James Franco sticks it as a stuck adventurer

127 Hours


4 Stars

(R)

Mortal inevitability, that brief “oh shit” moment of acceptance just before one’s death, has always been a subject of great fear and fascination for me. How, I wonder in my late-night boredom, might that moment be experienced? I’m certain I would think about my family, given the time, but in what order 
and space?

That morbid mixture of curiosity and hesitance (I’m also highly claustrophobic, enough so that I opted out of seeing the recent Buried) heavily informed my viewing of 127 Hours, director Danny Boyle’s Slumdog Millionaire follow-up, and might be partially responsible for how much I thoroughly enjoyed it.

James Franco, that wonderful actor whose muse-chasing academic and artistic exploits over the years have been a delight to keep track of, stars as Aron Ralston, a real-life thrill-seeker who, in 2003, slipped into a cavernous crevice in Blue John Canyon in Utah and became stuck (literally) between a rock and a hard place. Ralston can thank, or maybe blame, his remarkable resourcefulness for the fact that he spent five days in the canyon, stuck in place and is given all the time in the world to consider his seemingly certain death.

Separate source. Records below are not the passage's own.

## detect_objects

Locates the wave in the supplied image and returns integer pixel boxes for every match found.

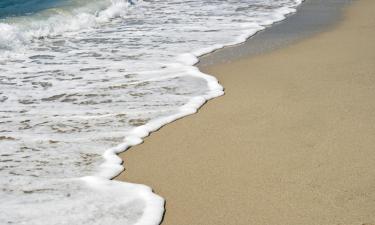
[0,0,136,50]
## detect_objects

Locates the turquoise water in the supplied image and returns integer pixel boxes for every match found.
[0,0,301,225]
[0,0,68,19]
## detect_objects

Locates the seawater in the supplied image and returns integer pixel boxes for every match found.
[0,0,301,225]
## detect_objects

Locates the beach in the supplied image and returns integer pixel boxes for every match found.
[116,0,375,225]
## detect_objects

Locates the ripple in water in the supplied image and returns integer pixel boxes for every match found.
[0,0,300,225]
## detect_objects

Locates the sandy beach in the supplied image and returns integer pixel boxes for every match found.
[116,0,375,225]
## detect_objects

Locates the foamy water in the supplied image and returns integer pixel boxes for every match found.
[0,0,301,225]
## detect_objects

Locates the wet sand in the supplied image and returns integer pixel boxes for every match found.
[117,0,375,225]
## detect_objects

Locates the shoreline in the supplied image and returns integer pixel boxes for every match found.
[200,0,353,68]
[118,0,375,224]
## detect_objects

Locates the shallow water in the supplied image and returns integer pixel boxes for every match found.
[0,0,300,224]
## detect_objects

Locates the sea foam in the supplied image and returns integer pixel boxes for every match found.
[0,0,301,225]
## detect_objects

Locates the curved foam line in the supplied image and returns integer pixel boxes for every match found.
[89,0,303,225]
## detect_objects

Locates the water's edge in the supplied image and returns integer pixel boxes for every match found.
[200,0,353,69]
[116,0,351,224]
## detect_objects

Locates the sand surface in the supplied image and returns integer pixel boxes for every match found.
[117,0,375,225]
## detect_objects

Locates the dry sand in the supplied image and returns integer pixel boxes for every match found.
[117,0,375,225]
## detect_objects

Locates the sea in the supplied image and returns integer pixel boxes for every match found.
[0,0,302,225]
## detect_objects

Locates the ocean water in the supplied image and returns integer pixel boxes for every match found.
[0,0,301,225]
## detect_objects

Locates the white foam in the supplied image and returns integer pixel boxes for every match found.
[0,0,301,225]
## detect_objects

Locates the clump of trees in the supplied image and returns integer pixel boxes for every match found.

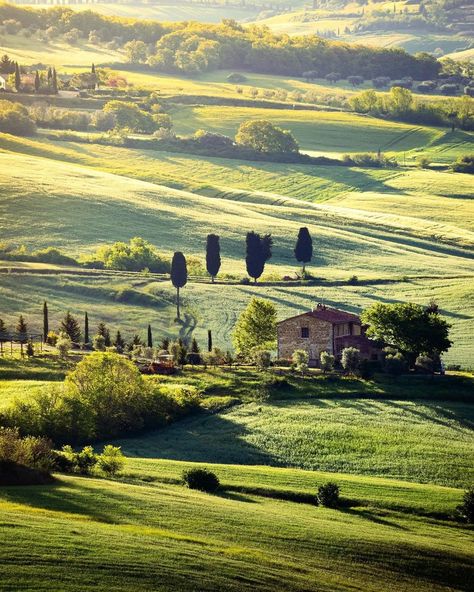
[349,86,474,130]
[0,100,36,136]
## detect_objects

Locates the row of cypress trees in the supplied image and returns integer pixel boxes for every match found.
[171,227,313,320]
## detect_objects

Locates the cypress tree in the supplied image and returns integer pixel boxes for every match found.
[60,311,81,343]
[206,234,221,283]
[52,68,58,95]
[43,300,49,343]
[245,231,268,283]
[295,227,313,275]
[114,331,125,351]
[84,312,89,345]
[171,251,188,320]
[16,315,28,357]
[15,62,21,92]
[97,322,111,347]
[207,329,212,352]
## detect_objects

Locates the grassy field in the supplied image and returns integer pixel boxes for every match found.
[0,463,472,592]
[171,106,443,152]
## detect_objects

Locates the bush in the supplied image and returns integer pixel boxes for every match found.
[319,352,336,372]
[316,482,340,508]
[451,154,474,175]
[341,347,360,374]
[456,487,474,524]
[183,469,220,493]
[97,444,125,477]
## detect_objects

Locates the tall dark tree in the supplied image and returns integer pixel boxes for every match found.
[207,329,212,352]
[171,251,188,320]
[16,315,28,356]
[245,231,273,283]
[84,312,90,345]
[206,234,221,283]
[51,68,58,94]
[97,322,111,347]
[114,331,125,352]
[43,300,49,343]
[295,227,313,274]
[15,62,21,92]
[60,311,81,343]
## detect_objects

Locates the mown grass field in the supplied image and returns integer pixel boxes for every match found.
[0,463,472,592]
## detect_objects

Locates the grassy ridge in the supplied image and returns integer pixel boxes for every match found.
[0,464,472,592]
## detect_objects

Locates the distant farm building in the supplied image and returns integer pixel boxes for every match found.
[277,304,381,366]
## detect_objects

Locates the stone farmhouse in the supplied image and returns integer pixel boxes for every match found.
[277,304,381,366]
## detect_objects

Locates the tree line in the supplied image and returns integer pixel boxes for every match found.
[0,5,441,80]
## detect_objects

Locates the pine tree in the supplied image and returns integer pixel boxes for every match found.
[207,329,212,352]
[60,311,81,343]
[171,251,188,320]
[206,234,221,283]
[97,322,111,347]
[84,312,89,345]
[295,227,313,275]
[43,300,49,343]
[15,62,21,92]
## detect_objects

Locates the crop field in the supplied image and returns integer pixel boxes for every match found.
[115,396,474,487]
[172,106,442,152]
[0,462,472,592]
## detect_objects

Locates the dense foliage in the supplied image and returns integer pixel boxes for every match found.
[0,101,36,136]
[0,5,440,80]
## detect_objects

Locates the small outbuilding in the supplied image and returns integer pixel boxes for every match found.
[277,304,382,367]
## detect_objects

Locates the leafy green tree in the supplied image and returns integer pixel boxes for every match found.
[60,311,81,343]
[206,234,221,283]
[295,227,313,275]
[65,352,147,438]
[123,39,147,64]
[362,302,452,367]
[43,300,49,343]
[171,251,188,319]
[232,298,276,357]
[235,120,298,154]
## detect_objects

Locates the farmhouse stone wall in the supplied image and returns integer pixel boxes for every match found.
[278,315,333,364]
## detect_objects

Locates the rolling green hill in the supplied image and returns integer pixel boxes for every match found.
[0,464,472,592]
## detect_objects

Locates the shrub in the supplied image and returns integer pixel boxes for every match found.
[451,154,474,175]
[292,349,309,374]
[319,352,336,372]
[97,444,125,477]
[183,469,219,493]
[341,347,360,374]
[316,482,340,508]
[456,487,474,524]
[384,353,407,376]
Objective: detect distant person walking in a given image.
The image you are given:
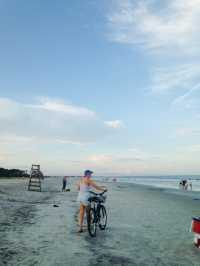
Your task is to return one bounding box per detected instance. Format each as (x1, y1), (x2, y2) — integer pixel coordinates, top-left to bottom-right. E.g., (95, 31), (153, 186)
(62, 176), (68, 192)
(77, 170), (107, 233)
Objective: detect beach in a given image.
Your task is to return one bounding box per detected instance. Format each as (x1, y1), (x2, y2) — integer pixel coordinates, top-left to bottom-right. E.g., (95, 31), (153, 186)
(0, 177), (200, 266)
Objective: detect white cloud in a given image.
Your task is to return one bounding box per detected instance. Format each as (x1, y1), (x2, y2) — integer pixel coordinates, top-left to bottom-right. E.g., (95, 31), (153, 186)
(108, 0), (200, 108)
(152, 64), (200, 93)
(109, 0), (200, 54)
(0, 98), (110, 145)
(104, 120), (124, 129)
(27, 97), (96, 117)
(175, 127), (200, 137)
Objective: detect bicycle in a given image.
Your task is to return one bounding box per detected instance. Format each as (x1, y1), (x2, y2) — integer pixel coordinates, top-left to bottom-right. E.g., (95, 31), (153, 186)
(87, 191), (107, 237)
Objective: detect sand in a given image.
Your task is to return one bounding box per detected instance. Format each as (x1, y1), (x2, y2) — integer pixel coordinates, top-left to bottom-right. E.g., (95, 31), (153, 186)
(0, 178), (200, 266)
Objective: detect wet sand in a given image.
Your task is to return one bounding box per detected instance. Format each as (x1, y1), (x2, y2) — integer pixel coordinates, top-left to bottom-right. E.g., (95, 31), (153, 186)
(0, 178), (200, 266)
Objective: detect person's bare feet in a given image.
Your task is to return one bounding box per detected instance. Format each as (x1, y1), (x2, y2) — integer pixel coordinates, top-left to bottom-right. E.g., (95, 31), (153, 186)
(77, 228), (83, 233)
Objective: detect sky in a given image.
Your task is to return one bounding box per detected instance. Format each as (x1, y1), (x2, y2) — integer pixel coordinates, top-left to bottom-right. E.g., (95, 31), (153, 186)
(0, 0), (200, 176)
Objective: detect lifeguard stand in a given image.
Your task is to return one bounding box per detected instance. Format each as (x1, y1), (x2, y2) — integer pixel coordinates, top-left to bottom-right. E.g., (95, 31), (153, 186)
(28, 164), (43, 192)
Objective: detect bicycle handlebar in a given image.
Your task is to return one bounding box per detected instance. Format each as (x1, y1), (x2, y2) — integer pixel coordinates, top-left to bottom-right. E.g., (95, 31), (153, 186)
(90, 190), (107, 196)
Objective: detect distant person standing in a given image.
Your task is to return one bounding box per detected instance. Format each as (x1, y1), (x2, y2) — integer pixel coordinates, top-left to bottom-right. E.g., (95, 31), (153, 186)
(62, 176), (67, 192)
(188, 178), (192, 190)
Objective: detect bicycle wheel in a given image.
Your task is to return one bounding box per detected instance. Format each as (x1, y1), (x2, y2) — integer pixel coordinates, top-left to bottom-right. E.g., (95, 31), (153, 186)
(99, 205), (107, 230)
(87, 208), (97, 237)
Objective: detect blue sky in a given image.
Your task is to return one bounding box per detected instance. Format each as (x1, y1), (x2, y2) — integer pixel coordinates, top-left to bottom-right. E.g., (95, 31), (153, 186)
(0, 0), (200, 175)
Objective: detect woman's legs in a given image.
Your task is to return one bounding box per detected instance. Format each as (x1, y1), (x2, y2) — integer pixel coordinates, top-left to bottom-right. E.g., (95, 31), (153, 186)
(79, 204), (86, 231)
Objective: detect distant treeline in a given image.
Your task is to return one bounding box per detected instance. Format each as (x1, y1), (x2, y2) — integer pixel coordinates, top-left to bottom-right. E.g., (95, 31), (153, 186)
(0, 168), (29, 177)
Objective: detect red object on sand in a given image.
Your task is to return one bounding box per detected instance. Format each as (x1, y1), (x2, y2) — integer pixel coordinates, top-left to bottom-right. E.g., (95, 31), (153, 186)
(192, 217), (200, 234)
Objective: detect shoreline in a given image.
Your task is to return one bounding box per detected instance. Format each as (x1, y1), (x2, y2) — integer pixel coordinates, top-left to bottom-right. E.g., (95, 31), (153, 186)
(0, 178), (200, 266)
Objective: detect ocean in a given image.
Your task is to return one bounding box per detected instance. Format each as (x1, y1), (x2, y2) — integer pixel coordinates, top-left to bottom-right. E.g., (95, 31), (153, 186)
(96, 176), (200, 191)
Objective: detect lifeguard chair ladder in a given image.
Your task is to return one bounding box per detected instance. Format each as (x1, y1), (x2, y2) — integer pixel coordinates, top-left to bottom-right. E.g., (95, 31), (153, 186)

Boyle and his Slumdog co-writer Simon Beaufoy place us not just in the canyon with Ralston but inside his head. We see things and remember moments as he did: idiosyncratically and sentimentally, yet from a distance. In contrast to Boyle and Franco’s depiction of Ralston’s day before the incident – a time of boundless energy, casual flirting and, above all else, adventure – Ralston’s Sisyphean time inside a sliver in the ground is one of forced contemplation and quiet.

Of course, this being a Danny Boyle and James Franco collaboration, the film is anything but silent. Surprisingly, it hums throughout – almost too much – with charged, frayed energy; Ralston does not go quietly into that good night. Instead, he remembers the girl who got away, his failings as a son, his pride as a brother and his now-improbable future as a father. These serve as both humbling curtain calls and Herculean motivators. In one of the best scenes, Ralston’s thoughts turn meta: He considers the course of events, over billions of years, that led to this boulder crushing 
his arm.

Franco’s performance is nothing short of mind-blowing. We know from the whirlwind of publicity 
surrounding him at the time that the real Ralston escaped by sawing off his trapped arm with a dull knife, and there is an inescapable sense of dread leading up to that moment. But I found myself trusting Boyle and Franco so much that, although the escape would be a visceral one (and it is), I knew I would be glad 
it happened.

Not all of Boyle’s choices are expert – the bookend framing of human triumph all over the world seems more Richard Curtis than Boyle, and the director’s ADD hobbles some of Franco’s finer moments – but enough cannot be said for this film’s cinematic certitude.